Abstract classical mechanics

The following builds on the book Mathematical Aspects of Classical and Celestial Mechanics, 3rd edition, by Vladimir I. Arnold, Valery V. Kozlov, and Anatoly I. Neishtadt (Springer 2006).

Basic Principles of Classical Mechanics (cf. Chapter 1)

Space and Time

The space where the motion takes place is three-dimensional and Euclidean with a fixed orientation. We shall denote it by E3. We fix some point o ∈ E3 called the “origin of reference”. Then the position of every point s in E3 is uniquely determined by its position vector os = r (whose initial point is o and end point is s). The set of all position vectors forms the three-dimensional vector space ℝ3, which is equipped with the scalar product 〈 , 〉.

The time in which motion takes place has the same structure as the abstract space above. The combined vector space is ℝ3 × ℝ3. The abstractions for space and time are unconnected unless there is defined a fixed relationship between them. Examples of such a fixed relationship include a default rate of motion or a maximum rate of motion. Let us begin without such a relationship.

Spatial position is called location and temporal position is called chronation. The Euclidean metric for space is called length and for time is called duration (or time).

A frame of reference (“frame”) is a method to assign every particle a unique position in a coordinate system of points in ℝ3. Such assignment is known continually and universally, without signals, from the universal extent of the frame. The coordinate system is commonly Cartesian.

A system of reference (“reference system”) is a method to assign every event a unique position in a coordinate system of points in ℝ3 × ℝ3. A reference system is composed of dual frames of reference, one called the space frame and the other called the time frame, such that the time frame is in standard uniform motion relative to the space frame. This requires that given the magnitudes s1 and s2 of any two intervals of the curve of motion in the space frame, then the corresponding intervals of the time frame, t1 and t2, relative to the space frame satisfy the proportion: s1:s2 :: t1:t2.

First Law of Dynamics: There exists an elementary reference system such that a body continues in its state of motion unless compelled or constrained otherwise.

By convention either the space frame or the time frame is primary; the dual frame is secondary. The position and motion of the secondary frame is relative to the primary frame.

The secondary frame moves linearly relative to the primary frame, so the curve of the secondary frame relative to the primary frame is a line, i.e., a single dimension. If the space frame is primary, the system of reference is spatio-temporal, the space frame is called space, and the time frame is one dimension of time, called time. If the time frame is primary, the system of reference is temporo-spatial, the time frame is called time or chron, and the space frame is one dimension of space, called stance. By convention the space frame is primary in a space-time reference system and the time frame is primary in the temporo-spatial reference system.

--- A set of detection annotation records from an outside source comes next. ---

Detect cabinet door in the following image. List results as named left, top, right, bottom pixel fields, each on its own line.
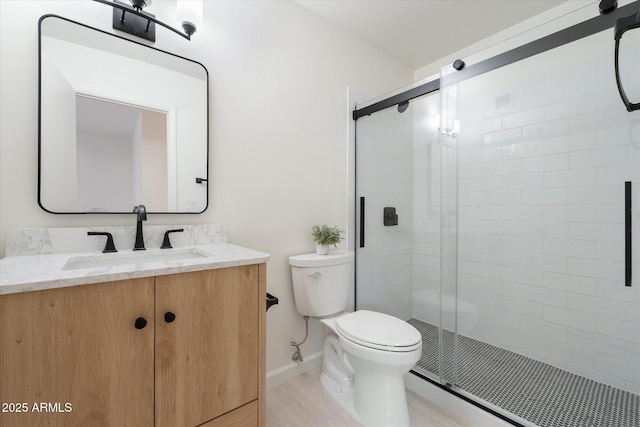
left=0, top=278, right=154, bottom=427
left=156, top=265, right=264, bottom=427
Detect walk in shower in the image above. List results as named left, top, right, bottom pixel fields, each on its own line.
left=354, top=2, right=640, bottom=427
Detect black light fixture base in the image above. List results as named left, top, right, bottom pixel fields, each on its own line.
left=113, top=0, right=156, bottom=43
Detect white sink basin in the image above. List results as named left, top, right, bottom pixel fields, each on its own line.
left=62, top=248, right=211, bottom=270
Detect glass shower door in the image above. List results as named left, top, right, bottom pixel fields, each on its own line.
left=440, top=20, right=640, bottom=426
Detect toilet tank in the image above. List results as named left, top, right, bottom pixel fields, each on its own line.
left=289, top=251, right=354, bottom=317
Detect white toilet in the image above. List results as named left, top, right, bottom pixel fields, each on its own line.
left=289, top=251, right=422, bottom=427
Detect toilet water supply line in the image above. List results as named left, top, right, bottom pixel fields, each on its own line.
left=289, top=316, right=309, bottom=362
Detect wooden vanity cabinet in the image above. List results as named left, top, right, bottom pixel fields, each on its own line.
left=0, top=264, right=266, bottom=427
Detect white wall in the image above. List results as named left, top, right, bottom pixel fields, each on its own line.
left=414, top=0, right=640, bottom=393
left=0, top=0, right=413, bottom=371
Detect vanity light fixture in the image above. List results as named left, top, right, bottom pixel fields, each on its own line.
left=94, top=0, right=202, bottom=42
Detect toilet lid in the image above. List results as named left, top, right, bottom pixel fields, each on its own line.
left=336, top=310, right=422, bottom=351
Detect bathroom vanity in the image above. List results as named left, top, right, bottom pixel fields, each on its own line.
left=0, top=234, right=269, bottom=427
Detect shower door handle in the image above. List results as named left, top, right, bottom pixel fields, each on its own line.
left=624, top=181, right=633, bottom=286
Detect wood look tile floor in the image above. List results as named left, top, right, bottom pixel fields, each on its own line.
left=266, top=367, right=463, bottom=427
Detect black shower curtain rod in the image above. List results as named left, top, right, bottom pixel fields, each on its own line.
left=352, top=0, right=640, bottom=120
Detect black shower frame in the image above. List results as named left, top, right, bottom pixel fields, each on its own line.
left=352, top=0, right=640, bottom=427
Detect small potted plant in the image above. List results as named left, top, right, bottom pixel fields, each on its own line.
left=311, top=224, right=344, bottom=255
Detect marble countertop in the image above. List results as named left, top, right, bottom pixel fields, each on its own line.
left=0, top=243, right=269, bottom=295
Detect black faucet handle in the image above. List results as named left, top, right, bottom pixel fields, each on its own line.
left=160, top=228, right=184, bottom=249
left=133, top=205, right=147, bottom=221
left=87, top=231, right=118, bottom=254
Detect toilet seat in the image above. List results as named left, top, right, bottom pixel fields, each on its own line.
left=336, top=310, right=422, bottom=352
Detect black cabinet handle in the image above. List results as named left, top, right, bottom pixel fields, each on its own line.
left=164, top=311, right=176, bottom=323
left=134, top=317, right=147, bottom=329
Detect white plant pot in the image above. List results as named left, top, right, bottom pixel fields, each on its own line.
left=316, top=243, right=329, bottom=255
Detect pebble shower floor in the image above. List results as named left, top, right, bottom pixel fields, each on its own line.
left=409, top=319, right=640, bottom=427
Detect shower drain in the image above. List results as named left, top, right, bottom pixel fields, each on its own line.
left=409, top=319, right=640, bottom=427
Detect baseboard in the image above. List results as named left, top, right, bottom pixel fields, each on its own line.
left=267, top=351, right=322, bottom=388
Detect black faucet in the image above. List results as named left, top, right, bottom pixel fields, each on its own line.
left=133, top=205, right=147, bottom=251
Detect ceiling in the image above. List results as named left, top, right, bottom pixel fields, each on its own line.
left=297, top=0, right=565, bottom=70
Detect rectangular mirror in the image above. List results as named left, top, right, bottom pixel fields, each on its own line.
left=38, top=15, right=209, bottom=213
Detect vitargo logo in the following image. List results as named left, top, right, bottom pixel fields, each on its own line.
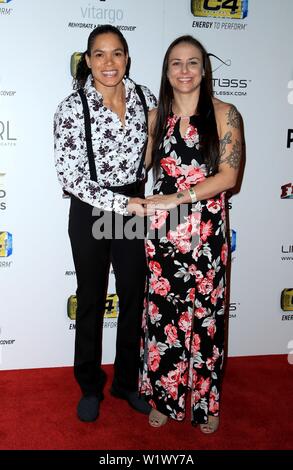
left=80, top=5, right=124, bottom=23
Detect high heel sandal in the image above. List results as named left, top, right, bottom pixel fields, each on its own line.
left=149, top=408, right=168, bottom=428
left=199, top=416, right=220, bottom=434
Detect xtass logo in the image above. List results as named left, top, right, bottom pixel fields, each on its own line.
left=281, top=183, right=293, bottom=199
left=208, top=54, right=232, bottom=73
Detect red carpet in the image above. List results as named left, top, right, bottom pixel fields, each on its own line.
left=0, top=355, right=293, bottom=450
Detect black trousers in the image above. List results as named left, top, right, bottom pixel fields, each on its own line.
left=69, top=196, right=146, bottom=395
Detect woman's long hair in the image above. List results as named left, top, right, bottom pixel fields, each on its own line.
left=73, top=24, right=130, bottom=90
left=152, top=35, right=219, bottom=178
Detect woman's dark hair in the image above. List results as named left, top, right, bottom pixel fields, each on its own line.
left=73, top=24, right=130, bottom=90
left=153, top=35, right=219, bottom=178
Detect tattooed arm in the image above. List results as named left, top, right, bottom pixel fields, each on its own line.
left=176, top=100, right=242, bottom=204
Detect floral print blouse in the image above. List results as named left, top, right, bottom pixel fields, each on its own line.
left=54, top=75, right=157, bottom=215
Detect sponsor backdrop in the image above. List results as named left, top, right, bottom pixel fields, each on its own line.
left=0, top=0, right=293, bottom=369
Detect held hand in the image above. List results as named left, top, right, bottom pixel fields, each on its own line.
left=127, top=197, right=146, bottom=217
left=145, top=193, right=180, bottom=215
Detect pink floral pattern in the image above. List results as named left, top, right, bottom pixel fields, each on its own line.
left=140, top=115, right=228, bottom=423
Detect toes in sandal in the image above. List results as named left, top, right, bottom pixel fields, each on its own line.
left=149, top=408, right=168, bottom=428
left=200, top=416, right=219, bottom=434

If primary and secondary frames are given, then rates of motion may be defined. If the space frame is the secondary frame, then length is the independent variable. If the time frame is the secondary frame, then duration is the independent variable.

A space rate of motion is the duration of motion per unit of independent length. A time rate of motion is the length of motion per unit of independent duration. The independent duration is called the elapsed time or simply time. The independent length is called here the stance (a stance interval is a distance).

An independent variable is either bound or free. A bound variable is specified, as for example, a race with a length specified or a sport with a time specified. A free variable is unspecified and appears to continue at a constant rate forever.

“Ever while time flows on and on and on, / That narrow noiseless river” ‒ Christina Rossetti, A Life’s Parallels

Stance as an independent variable is like an odometer connected to a vehicle that travels at a constant rate, rather like the spacecraft Voyager 1 and 2 that continue to travel beyond the solar system at a constant rate with respect to the Sun (see here).

Representation of the physical universe can be either as three-dimensional space with independent time or as three-dimensional time with independent stance.

Abstract Motion

The trajectory of a body in motion is one-dimensional; it is denoted by t. The set R = {t} is called the trajectory axis.

A motion (or path) of the point s is a smooth map Δ → E3, where Δ is an interval of the trajectory axis. We say that the motion is defined on the interval Δ. If the origin (point o) is fixed, then every motion is uniquely determined by a smooth vector-function r: Δ → R3.

The image of the interval Δ under the map tr(t) is called the trajectory or orbit of the point s.

The rate of motion v of the point s at a point of t ∈ Δ is by definition the derivative dr/dt = r˙(t) ∈ R3. Clearly the rate of motion is independent of the choice of the origin.

The rate of the rate (rate squared) of motion of the point is by definition the vector a = v˙ = r¨ ∈ R3. The rate of motion and rate squared of motion are usually depicted as vectors with initial point at the point s.